Throughput & Partitioning: Kafka topic partitioned by postId to ensure vote increments for a single post are processed sequentially to avoid race conditions.

Technical Selection: Kafka. High throughput and durability are critical here.

Data Processing

Processing Model: Streaming (for real-time ranking).

Processing DAG: Vote Queue -> Aggregator Service -> Batch Update DB Score + Update Redis ZSET.

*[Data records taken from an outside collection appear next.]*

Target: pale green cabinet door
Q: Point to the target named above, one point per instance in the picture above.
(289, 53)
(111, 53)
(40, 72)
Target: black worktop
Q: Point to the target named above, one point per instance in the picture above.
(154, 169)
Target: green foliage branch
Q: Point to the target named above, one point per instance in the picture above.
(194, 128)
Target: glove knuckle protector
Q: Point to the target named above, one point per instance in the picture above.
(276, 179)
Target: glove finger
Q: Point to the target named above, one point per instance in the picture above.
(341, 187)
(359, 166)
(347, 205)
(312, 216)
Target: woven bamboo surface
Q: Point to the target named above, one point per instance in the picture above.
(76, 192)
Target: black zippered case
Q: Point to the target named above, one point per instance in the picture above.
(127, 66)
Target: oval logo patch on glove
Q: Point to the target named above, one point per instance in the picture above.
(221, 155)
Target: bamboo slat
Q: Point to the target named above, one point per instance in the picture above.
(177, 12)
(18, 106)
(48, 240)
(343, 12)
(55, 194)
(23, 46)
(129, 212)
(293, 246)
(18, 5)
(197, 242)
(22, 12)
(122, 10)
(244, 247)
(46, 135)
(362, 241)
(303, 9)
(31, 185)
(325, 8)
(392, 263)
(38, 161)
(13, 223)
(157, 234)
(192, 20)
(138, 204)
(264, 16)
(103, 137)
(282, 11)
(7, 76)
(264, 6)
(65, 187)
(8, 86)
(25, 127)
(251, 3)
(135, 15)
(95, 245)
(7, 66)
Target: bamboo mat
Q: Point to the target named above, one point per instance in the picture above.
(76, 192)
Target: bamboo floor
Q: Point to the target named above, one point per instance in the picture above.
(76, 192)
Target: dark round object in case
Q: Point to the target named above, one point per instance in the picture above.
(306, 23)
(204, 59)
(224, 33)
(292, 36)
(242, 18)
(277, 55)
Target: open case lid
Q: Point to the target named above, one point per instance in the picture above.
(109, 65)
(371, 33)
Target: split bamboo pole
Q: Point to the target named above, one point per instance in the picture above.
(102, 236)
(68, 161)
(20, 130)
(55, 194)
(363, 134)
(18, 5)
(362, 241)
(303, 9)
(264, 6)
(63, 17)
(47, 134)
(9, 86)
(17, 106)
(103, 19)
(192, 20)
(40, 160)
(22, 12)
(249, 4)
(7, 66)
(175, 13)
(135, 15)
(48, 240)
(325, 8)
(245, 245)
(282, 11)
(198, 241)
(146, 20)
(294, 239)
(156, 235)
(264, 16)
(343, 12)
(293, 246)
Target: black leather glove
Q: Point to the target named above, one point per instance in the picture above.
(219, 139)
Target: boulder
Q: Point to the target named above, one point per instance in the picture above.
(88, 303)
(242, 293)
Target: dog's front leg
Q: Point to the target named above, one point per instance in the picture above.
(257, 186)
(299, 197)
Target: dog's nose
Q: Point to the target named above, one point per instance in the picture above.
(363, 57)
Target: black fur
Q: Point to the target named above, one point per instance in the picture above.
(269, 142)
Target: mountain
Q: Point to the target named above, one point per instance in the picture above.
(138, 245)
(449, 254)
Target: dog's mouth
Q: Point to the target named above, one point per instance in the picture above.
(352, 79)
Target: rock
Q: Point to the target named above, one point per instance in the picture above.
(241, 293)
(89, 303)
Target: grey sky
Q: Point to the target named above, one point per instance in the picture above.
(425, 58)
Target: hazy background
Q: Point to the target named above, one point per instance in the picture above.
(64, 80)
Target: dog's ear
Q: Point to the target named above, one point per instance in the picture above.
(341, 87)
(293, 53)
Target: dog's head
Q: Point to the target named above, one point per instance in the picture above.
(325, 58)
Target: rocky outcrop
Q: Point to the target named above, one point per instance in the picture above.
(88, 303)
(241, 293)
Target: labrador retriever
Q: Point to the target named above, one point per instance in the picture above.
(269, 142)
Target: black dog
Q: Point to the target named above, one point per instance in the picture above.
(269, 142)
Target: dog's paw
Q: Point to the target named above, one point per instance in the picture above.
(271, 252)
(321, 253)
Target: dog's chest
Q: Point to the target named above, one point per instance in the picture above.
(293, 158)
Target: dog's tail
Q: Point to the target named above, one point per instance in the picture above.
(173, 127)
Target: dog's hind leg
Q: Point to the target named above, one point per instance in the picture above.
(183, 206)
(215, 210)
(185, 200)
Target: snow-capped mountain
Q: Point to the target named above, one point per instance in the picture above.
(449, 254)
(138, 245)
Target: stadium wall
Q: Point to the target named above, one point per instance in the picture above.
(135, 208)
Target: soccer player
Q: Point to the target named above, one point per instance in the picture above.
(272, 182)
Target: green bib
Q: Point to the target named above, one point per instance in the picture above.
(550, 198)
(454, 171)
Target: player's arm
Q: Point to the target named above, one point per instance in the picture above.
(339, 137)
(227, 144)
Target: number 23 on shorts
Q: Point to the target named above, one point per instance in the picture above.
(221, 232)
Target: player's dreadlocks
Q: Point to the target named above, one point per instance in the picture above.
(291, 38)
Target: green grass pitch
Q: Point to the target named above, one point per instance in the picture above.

Technical Selection: Custom Go consumer (Worker) is sufficient for MVP instead of Spark/Flink to keep complexity low (YAGNI).

Infrastructure (Optional)

Observability: Prometheus for metrics (RPS, Latency), ELK for logs, Jaeger for tracing request paths across services.

Wrap Up

Advanced Topics

Trade-offs (CAP Theorem): We choose Availability and Partition Tolerance (AP) for votes and feeds. It is better to show a slightly stale vote count than to fail the request.

Reliability: Use a "Dead Letter Queue" for failed vote processing. If the DB update fails, we can replay the vote events.

Bottleneck Analysis:

Hot Subreddits (e.g., r/news during an event): We use local memory caching (in-process) in the Feed Service for the top 100 items of the most active subreddits to bypass Redis.

Deep Comment Threads: Use a "More Comments" pagination approach to avoid fetching thousands of nested records in one query.

Security: RBAC for moderators and shadow-banning logic in the Post/Comment services to prevent spam.